Accelerating Precision in Public Health Surveillance and Response

Paula Braun; Kevin Chaney; Muin J. Khoury and Teresa Zayas Cabán | June 10, 2020

When our communities face a health crisis, the research, clinical, and public health worlds come together and collaborate. Public health programs drive toward prevention, diagnosis, and treatment of the population, but they need the support and guidance of data-driven research behind them every step of the way. While most of the data needed to accelerate research, and clinical and public health delivery come from traditional sources—such as clinical encounters and lab tests—data feeds from nontraditional sources , such as genomics, smartphones and wearable devices, environmental factors, social determinants of health, and consumer data are increasingly becoming important to create a more holistic and longitudinal view of patients and populations.

The common denominator to advance this holistic and longitudinal view effectively is a technological infrastructure that is well connected and allows for more seamless flow of data and information.

Public health surveillance and innovative research are predicated on a promise: give us access to data and we’ll look at it in aggregate to unravel new patterns and monitor trends over time. These patterns can help determine what health threats are on the rise and what actions can be taken to prevent the spread of disease and protect the health of communities. The ultimate goal is to disseminate effective prevention strategies, informed by specific risks and protective factors. This requires the uninterrupted and timely flow of quality data, across settings. Unfortunately, many policy and technical challenges exist in the current health information infrastructure.
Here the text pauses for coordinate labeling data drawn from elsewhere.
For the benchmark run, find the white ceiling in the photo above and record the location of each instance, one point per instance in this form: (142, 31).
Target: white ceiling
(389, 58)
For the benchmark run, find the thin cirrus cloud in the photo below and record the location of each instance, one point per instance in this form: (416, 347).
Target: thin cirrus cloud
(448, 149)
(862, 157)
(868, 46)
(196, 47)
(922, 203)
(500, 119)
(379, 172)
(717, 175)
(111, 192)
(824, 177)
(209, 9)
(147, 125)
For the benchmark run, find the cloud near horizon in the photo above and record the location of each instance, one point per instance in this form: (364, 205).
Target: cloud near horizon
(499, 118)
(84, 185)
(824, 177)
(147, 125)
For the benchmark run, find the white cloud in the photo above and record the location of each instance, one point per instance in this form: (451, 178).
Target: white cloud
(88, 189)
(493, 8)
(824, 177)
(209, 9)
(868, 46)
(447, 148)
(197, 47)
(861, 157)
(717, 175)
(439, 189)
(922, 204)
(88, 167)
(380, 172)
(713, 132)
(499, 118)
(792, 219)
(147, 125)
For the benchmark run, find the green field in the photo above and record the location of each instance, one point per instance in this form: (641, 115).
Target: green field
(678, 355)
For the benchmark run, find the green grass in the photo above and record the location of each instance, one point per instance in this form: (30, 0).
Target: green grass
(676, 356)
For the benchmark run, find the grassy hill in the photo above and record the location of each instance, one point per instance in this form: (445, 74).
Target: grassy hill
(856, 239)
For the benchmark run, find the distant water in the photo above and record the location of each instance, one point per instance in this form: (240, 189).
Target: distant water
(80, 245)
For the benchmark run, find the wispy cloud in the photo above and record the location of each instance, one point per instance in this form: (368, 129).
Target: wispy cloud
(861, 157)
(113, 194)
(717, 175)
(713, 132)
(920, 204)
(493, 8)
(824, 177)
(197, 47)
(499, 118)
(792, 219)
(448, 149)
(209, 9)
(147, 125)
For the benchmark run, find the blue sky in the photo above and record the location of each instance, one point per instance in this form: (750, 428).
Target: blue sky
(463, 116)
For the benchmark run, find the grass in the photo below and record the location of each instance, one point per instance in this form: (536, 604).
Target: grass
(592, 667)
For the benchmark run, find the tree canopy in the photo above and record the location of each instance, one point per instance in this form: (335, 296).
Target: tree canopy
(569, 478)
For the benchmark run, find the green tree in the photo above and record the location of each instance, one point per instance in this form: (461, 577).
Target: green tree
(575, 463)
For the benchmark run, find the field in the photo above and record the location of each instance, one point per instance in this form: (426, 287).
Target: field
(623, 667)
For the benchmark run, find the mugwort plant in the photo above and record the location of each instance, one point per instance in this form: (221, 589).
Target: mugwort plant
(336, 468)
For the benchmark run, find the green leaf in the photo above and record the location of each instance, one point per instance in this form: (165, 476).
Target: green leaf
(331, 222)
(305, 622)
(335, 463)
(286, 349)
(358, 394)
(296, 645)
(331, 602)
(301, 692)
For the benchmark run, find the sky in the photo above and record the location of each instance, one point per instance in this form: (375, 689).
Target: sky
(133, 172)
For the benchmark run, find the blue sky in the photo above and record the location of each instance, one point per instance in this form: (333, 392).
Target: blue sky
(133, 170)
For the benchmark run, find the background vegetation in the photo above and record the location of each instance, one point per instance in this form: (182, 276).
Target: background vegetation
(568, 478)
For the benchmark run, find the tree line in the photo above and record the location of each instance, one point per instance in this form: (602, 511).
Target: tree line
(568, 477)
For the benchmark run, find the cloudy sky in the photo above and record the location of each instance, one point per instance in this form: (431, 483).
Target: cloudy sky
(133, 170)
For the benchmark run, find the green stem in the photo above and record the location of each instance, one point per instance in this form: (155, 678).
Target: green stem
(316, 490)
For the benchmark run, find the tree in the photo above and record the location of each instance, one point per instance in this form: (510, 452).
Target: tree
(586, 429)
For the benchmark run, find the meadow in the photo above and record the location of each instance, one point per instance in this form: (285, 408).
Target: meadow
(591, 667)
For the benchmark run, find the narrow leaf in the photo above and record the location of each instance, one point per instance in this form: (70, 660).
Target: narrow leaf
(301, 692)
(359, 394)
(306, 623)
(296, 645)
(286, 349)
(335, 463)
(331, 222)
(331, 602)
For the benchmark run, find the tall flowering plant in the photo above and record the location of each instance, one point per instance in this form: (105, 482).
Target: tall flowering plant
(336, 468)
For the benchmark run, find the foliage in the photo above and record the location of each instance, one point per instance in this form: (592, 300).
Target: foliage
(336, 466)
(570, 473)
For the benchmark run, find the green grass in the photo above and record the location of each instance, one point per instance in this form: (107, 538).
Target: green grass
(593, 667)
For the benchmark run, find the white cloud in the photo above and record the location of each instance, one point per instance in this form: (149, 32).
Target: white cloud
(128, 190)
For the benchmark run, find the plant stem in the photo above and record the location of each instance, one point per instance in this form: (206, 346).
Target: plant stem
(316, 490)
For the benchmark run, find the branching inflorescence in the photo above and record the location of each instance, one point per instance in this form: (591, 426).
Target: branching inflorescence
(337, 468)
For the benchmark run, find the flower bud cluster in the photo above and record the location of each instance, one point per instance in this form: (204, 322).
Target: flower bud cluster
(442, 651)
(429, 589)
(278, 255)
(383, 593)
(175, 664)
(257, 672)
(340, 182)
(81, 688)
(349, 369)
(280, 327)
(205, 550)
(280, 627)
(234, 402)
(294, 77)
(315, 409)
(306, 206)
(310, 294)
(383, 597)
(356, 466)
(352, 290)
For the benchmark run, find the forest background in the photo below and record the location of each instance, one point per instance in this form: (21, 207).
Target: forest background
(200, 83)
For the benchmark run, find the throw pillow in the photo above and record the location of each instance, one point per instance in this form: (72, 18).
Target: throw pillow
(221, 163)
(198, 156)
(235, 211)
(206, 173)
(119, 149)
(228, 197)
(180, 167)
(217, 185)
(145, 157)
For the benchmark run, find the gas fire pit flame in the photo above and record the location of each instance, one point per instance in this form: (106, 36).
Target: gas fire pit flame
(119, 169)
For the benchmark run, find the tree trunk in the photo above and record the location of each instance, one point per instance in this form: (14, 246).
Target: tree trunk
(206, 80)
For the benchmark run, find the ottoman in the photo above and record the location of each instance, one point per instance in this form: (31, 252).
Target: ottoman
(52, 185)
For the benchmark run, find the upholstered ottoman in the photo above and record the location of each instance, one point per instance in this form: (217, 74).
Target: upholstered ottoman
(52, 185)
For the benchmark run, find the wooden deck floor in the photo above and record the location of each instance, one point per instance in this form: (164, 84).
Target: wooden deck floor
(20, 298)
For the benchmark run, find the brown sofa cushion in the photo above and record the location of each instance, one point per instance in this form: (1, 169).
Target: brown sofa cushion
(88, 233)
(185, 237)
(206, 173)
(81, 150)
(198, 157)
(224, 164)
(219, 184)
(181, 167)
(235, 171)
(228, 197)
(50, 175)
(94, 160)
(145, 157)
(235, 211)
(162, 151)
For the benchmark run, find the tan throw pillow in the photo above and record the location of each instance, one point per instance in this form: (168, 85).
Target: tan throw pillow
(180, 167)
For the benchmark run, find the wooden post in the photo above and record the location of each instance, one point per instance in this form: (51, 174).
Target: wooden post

To address these challenges, the Office of the National Coordinator for Health Information Technology (ONC) recently published National Health Information Technology (IT) Priorities for Research: A Policy and Development Agenda (Agenda). The Agenda articulates a vision of a health IT infrastructure that supports alignment between the clinical and research ecosystems. It has two overarching goals with nine associated priority areas to capture high quality data and advance health information technology infrastructure:

Goal 1: Leveraging High-Quality Electronic Health Data for Research; Priority 1: Improve Data Quality at the Point of Capture; Priority 2: Increase Data Harmonization to Enable Research Uses; Priority 3: Improve Access to Interoperable Electronic Health Data; Goal 2: Advancing a Health IT Infrastructure to Support Research; Priority 4: Improve Services for Efficient Data Storage and Discovery; Priority 5: Integrate Emerging Health and Health-Related Data Sources; Priority 6: Improve Methods and Tools to Support Data Aggregation; Priority 7: Develop Tools and Functions to Support Research; Priority 8: Leverage Health IT Systems to Increase Education and Participation; Priority 9: Accelerate Integration of Knowledge at the Point of Care

The nine priorities outlined by ONC have the potential to provide public health more streamlined access to data formatted in consistent ways across health IT products and outside the clinical walls. This improved access to “big data” accompanied by the unprecedented computational power that is now widely available on cloud-based platforms are two main drivers that can help realize the promise of precision public health. In particular, the approach articulated by ONC helps to support a “plug and play” environment in which public health guidelines and knowledge derived from public health data can be introduced to the point of care more quickly and easily than is possible under the current IT landscape. This has the potential to improve clinical decision making.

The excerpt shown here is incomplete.